We can use Kate commitments to create a very clean and simple 2D data availability scheme with collaborative encoding (ie. O(N^2) data can be encoded by a very loose collection of N participants with each participant only doing O(N*log(N)) work).

The scheme works as follows. Suppose that you have N blobs, (D_1 ... D_n) each containing M chunks. The proposer of the blob publishes a Kate commitment to that blob. The proposer of the block (eg. the beacon chain block in eth2) runs a data availability check on each commitment and includes the Kate commitments to the blobs (C_1 ... C_n) in the block. However, they also use Lagrange interpolation to compute a low-degree extension of the Kate commitments; that is, they treat [C_1 ... C_n] as the evaluations of a polynomial at coordinates 1...n, and compute the evaluations at coordinates n+1....2n.

Call C_{n+1} ... C_{2n} these extended commitments, and call D_{n+1} ... D_{2n} the data blobs generated by low-degree extending the data blobs, ie. D_{n+1}[k] would be the low degree extension of [D_1[k], D_2[k] ... D_n[k]].

Because converting between evaluations and coefficients and in-place multi-point evaluation are linear operations, you can compute C_{n+1} ... C_{2n} despite the fact that the C_i's are elliptic curve points. Furthermore, because C_i is linear in D_i (ie. comm(D_1 + D_2) = comm(D_1) + comm(D_2) and comm(D * k) = comm(D) * k where the + and * on the right hand sizes are elliptic curve addition and multiplication), we get two nice properties:

  • C_{n+1} is the correct commitment to D_{n+1} (and so on for each index up to 2n)
  • If W_{i, j} = G * (as\_polynomial(D_i) // (X - \omega^j)) is the Kate witness verifying that D_i[j] actually is in that position in D_i, then you can take [W_{1, j} ... W_{n, j}] and also do a low-degree extension to generate [W_{n+1, j} ... W_{2n, j}]

To recap:

  • The block producer can generate the commitments C_{n+1} .... C_{2n} to the “redundancy batches” D_{n+1} ... D_{2n} without knowing anything except the commitments
  • If you know D_1[j] ... D_n[j] for some column j, you can reconstruct the values in that position in all of the redundancy batches, and those values are immediately verifiable

This gives us the conditions needed to have a very efficient protocol for computing and publishing the entire extended data. The design would work as follows:

  • When doing the initial round of data availability sampling, each node would use the same indices for each batch. They would as a result learn D_1[j] ... D_n[j] and W_{1,j} ... W_{n,j} for some random j
  • They can then reconstruct D_{n+1}[j] .... D_{2n}[j] and W_{n+1,j} ... W_{2n,j}
  • If there are \ge O(M) nodes (reminder: M is the number of chunks), and the data is available, then with high probability for every row i \in [n+1, 2n] there will be a node that learns D_i[j] for enough positions j that if they republish that data, all of D_i can be reconstructed

This gives us an end state similar to the 2D encoding here, except (i) we avoid any fraud proofs, and (ii) we avoid the need for one node to serve as the bottleneck that aggregates all the data to generate the extended Merkle root.

5 Likes

I really like this scheme. It is very elegant! For this scheme it might make a lot of sense to keep the data blocks the same size.

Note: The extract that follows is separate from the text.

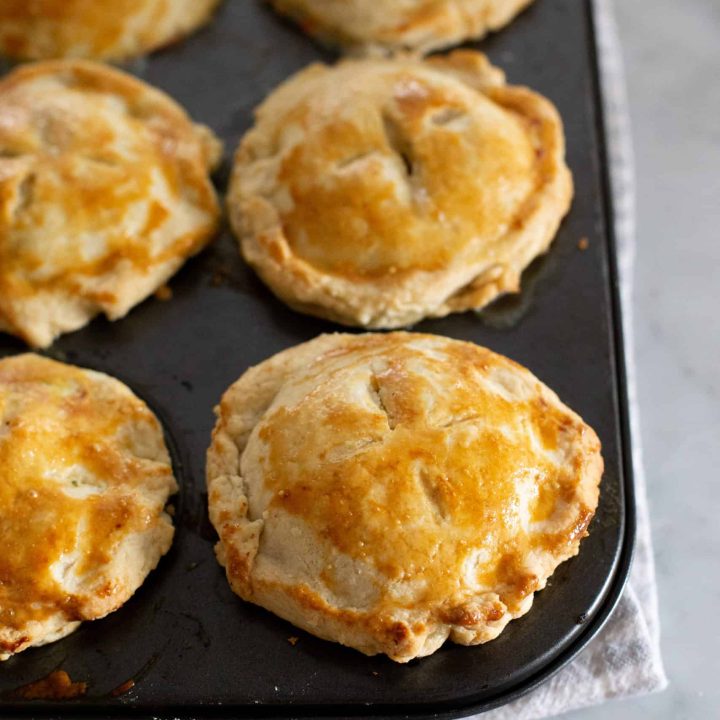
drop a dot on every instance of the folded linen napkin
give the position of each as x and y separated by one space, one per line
624 659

One note: while this is still O(n \log n), it will need an FFT in the group. Quite doable though since this isn’t expected to be big.

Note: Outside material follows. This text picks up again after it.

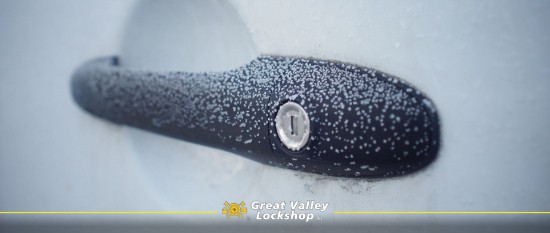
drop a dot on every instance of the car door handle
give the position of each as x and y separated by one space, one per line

For this scheme it might make a lot of sense to keep the data blocks the same size.

Indeed! Though if we want to use it in an EIP 1559 context it could make sense to do what we were already doing for the Merkle data availability scheme and split each block up into multiple rows.

One note: while this is still O(nlogn) , it will need an FFT in the group. Quite doable though since this isn’t expected to be big.

Right. Even if we adopt the “split each block into multiple rows” technique there would still at most be only a few hundred rows.